Delivering his Keynote Address entitled “Gains and challenges of free maternal healthcare,” Mimiko deplored what he called the Breton Woods catechism that public health services cannot be free, which he said was already having adverse effects on developed countries like the United States.

He said: “Evidence abounds today that the issue of maternal health is regarded as a human right. In the USA, between 1990 and 2015, maternal mortality increased by 26 per cent, the only advanced country with such a problem problem.

“Recently, the abandonment of Barrack Obama’s Affordable Healthcare Act has been causing a lot of crisis. In Nigeria, If you add the unpaid work of women to our GDP, you will realise that women rule our society.

“We must accept the morality that government has a responsibility to finance universal health coverage, beginning with maternal and child healthcare. Our shared humanity places the burden on us to have shared responsibilities for safe motherhood.”

Citing the example of the Abiye programme of his administration where healthcare from pregnancy to delivery cost just N5,000 and where pregnant women were given free phones through which they accessed the health rangers who treated them for free at home, Mimiko said giving birth is a divine injunction that must be obeyed through increased public health expenditure.

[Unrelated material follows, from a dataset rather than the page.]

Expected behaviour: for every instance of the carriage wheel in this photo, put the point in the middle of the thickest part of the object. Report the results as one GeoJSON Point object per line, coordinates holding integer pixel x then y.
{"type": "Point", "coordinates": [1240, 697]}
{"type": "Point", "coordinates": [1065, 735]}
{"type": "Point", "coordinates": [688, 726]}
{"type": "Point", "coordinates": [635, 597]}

Under Abiye, he said, maternal mortality was reduced by 70 per cent.

Noting that the most important variable in reducing maternal mortality is political will, he charged medical practitioners to develop a set of health indices through which politicians can be assessed for re- election purposes, adding that this was the only way to get the political will.

He added that practioners in the health sector must find creative ways of resolving crisis rather than resorting to strikes.